Abram alas, os blocos vão passar

É Carnaval. Os blocos vão passar. Quanta alegria. Quanta folia. O governo vestiu sua fantasia. Do primeiro carnaval ninguém esquece. Nesses dias, com o governo ninguém se aborrece, pois é carnaval.

Será o primeiro Carnaval do governo Bolsonaro. Tempo para respirar e para recarregar suas energias, porque logo depois virá a Quaresma, tempo de contrição e de reflexão, que será também o tempo para combater seus primeiros combates no Congresso. Como alertou Rodrigo Maia, será tempo para vestir as sandálias da humildade, pedir perdão pelos exageros da campanha eleitoral e pagar suas penitências pelos pecados de soberba e de intolerância.

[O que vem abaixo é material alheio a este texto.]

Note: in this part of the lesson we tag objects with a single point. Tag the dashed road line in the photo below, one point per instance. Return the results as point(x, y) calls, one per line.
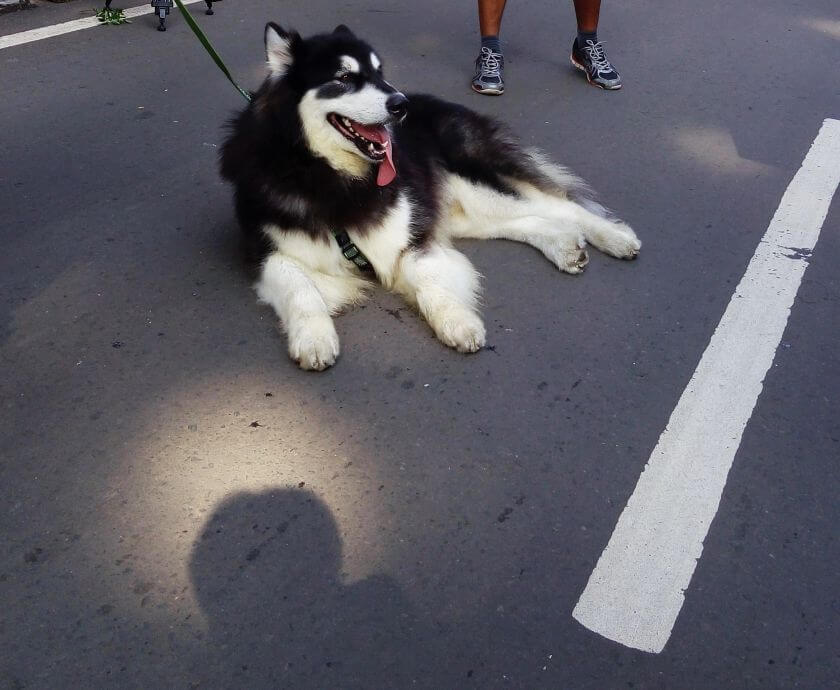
point(637, 589)
point(43, 32)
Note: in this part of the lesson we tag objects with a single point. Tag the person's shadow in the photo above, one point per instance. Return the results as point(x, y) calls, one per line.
point(266, 574)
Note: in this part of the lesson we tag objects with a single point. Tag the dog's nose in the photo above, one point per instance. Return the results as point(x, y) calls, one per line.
point(397, 105)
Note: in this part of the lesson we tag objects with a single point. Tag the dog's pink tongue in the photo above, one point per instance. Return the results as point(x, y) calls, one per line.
point(387, 171)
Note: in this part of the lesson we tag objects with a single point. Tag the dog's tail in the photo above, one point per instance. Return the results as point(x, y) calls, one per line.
point(557, 180)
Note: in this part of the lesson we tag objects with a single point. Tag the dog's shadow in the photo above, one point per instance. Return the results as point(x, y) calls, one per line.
point(265, 570)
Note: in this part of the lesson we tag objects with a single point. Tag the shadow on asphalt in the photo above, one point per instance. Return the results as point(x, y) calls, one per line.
point(266, 572)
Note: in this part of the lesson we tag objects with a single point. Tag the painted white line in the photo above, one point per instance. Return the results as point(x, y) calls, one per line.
point(68, 27)
point(637, 588)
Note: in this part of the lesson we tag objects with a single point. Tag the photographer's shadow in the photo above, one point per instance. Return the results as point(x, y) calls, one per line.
point(266, 574)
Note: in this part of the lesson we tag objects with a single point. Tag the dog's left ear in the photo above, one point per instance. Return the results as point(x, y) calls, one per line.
point(342, 30)
point(280, 48)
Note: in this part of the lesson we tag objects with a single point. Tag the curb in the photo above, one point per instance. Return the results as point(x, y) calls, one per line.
point(14, 5)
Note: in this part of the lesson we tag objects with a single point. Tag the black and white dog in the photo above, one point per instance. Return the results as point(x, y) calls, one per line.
point(329, 159)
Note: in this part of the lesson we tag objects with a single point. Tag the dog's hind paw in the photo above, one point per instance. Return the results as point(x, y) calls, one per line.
point(571, 260)
point(622, 242)
point(314, 344)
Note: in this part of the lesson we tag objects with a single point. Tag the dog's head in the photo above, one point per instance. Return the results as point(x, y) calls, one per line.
point(344, 103)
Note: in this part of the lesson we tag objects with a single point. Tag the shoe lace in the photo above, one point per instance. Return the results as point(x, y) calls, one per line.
point(491, 63)
point(595, 52)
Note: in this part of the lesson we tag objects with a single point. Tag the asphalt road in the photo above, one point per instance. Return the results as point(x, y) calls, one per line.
point(182, 507)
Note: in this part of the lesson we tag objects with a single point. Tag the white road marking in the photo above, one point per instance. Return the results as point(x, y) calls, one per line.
point(68, 27)
point(637, 588)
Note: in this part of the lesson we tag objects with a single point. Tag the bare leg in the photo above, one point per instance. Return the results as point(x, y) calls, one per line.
point(587, 13)
point(490, 16)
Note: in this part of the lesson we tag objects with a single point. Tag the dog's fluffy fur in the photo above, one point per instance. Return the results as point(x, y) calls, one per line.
point(305, 158)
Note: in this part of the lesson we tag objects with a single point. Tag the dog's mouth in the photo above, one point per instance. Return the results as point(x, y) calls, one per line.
point(372, 140)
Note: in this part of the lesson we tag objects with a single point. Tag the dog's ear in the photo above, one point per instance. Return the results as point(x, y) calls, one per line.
point(280, 48)
point(342, 30)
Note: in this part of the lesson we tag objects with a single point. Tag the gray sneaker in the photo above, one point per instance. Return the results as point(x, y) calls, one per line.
point(489, 66)
point(592, 59)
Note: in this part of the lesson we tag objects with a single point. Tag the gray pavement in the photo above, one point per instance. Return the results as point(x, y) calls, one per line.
point(182, 507)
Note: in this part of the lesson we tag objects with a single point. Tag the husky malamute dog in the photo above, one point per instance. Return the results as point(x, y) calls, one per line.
point(341, 180)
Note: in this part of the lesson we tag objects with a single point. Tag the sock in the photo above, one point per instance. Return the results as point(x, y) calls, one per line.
point(492, 42)
point(584, 36)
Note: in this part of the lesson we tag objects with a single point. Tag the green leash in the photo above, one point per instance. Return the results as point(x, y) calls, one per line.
point(199, 34)
point(350, 251)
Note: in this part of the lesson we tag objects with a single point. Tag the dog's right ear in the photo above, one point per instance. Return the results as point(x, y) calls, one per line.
point(280, 48)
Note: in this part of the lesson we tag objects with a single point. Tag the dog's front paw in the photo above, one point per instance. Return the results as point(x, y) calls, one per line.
point(313, 343)
point(464, 331)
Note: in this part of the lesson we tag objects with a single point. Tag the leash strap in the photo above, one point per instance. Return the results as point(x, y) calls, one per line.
point(350, 251)
point(209, 48)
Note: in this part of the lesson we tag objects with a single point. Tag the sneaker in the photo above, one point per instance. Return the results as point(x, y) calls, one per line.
point(489, 66)
point(593, 61)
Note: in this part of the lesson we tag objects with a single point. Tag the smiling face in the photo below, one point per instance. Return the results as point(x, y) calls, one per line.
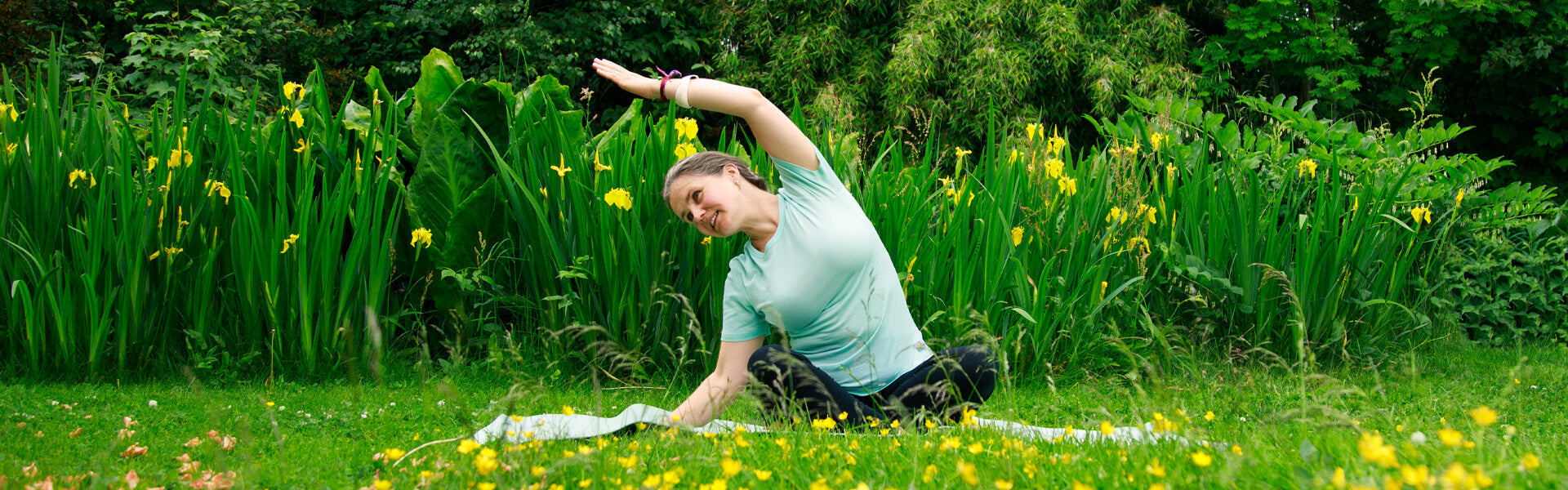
point(714, 204)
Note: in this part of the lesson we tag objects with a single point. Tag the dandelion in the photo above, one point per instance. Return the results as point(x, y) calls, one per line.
point(684, 149)
point(294, 91)
point(686, 127)
point(1201, 459)
point(1307, 167)
point(1481, 415)
point(618, 198)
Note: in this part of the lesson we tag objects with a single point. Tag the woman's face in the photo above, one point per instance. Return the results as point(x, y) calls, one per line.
point(710, 203)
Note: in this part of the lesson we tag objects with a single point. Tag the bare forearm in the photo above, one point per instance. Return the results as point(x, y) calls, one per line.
point(707, 401)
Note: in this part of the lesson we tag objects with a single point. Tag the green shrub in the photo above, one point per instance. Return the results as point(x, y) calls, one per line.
point(1509, 285)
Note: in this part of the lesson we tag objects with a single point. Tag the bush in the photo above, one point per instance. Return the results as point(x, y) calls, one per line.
point(1510, 285)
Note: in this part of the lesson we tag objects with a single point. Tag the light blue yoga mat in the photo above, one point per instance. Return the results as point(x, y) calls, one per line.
point(559, 426)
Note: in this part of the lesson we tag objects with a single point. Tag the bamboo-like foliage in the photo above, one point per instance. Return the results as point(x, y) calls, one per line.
point(466, 212)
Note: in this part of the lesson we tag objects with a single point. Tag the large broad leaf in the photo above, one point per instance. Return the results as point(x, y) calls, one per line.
point(474, 217)
point(438, 79)
point(451, 168)
point(485, 105)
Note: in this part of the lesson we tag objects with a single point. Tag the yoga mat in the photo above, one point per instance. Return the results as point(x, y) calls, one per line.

Mas enquanto a Quaresma não vem, abram alas, que os blocos vão passas, pois é Carnaval.

Os blocos do governo já aquecem seus tambores e seus bumbos.

O primeiro bloco a aparecer, roupas com listras vermelhas e brancas, tem o comando de Ernesto Araújo, fantasiado de Dom Quixote, puxando a marchinha “É com esse que eu vou”; que vou enfrentar os demônios do mal que assombram a sociedade ocidental; que vou invadir a Venezuela; e, então, saudarei Trump como o cavaleiro dos valores cristãos ocidentais. Ao entrar na avenida, o ministro ecoará o seu grito: “Coreia do Norte acima da Venezuela, Estados Unidos acima de todos”.

Em seguida, o bloco “Escola sem Partido”, liderado pelo ministro Ricardo Velez, tenta inflamar os foliões, entoando o hino nacional, mas sem muita convicção de que ali é o lugar certo. Contudo, valendo-se de sua autoridade, o ministro impõe a todas as escolas de samba que entrem na avenida cantando o hino nacional e exibindo no estandarte o lema da escola sem partido: “O Brasil acima de tudo. Deus acima de todos”.

Atrás, entra o bloco “Direitos naturais”. Homens vestidos de azul, mulheres, de rosa, com a ministra Damares à frente exaltando que “mulher nasceu para ter filhos”. Nas ruas, recordando Mario Lago, a ministra canta “Ai, que saudade da Amélia/ aquilo sim é que era mulher/ passava fome ao meu lado/ E achava bonito não ter o que comer”. Mas não tem nada, não. Se não gostaram, ela sugere aos pais das meninas: “fujam do Brasil”.

Após vem o bloco “Mulheres-fantasma”, também conhecido como o “bloco do laranjal”. Todas vestidas em laranja e sem comando, porque seu líder, Gustavo Bebianno, caiu antes do Carnaval, e seu imediato, ministro Marcelo Álvaro Antônio, foi fazer retiro espiritual. A falta de liderança deixou o bloco desafinado. Uns cantam em um tom acima, outros em tom mais baixo, quase inaudível. Nos adereços das fantasias, as passistas carregam bombas de efeito retardado.

Fechando o desfile oficial, chega o bloco “Donos dos terreiros”. São os meninos, filhos do homem, fantasiados de príncipes herdeiros. Cuidado com eles. Podem jogar água no chope.

Ao Bolsonaro restou cantar Zeca Pagodinho: “Vou acender velas para São Jorge/A ele quero agradecer/ E vou plantar comigo-ninguém-pode”, pois é Carnaval.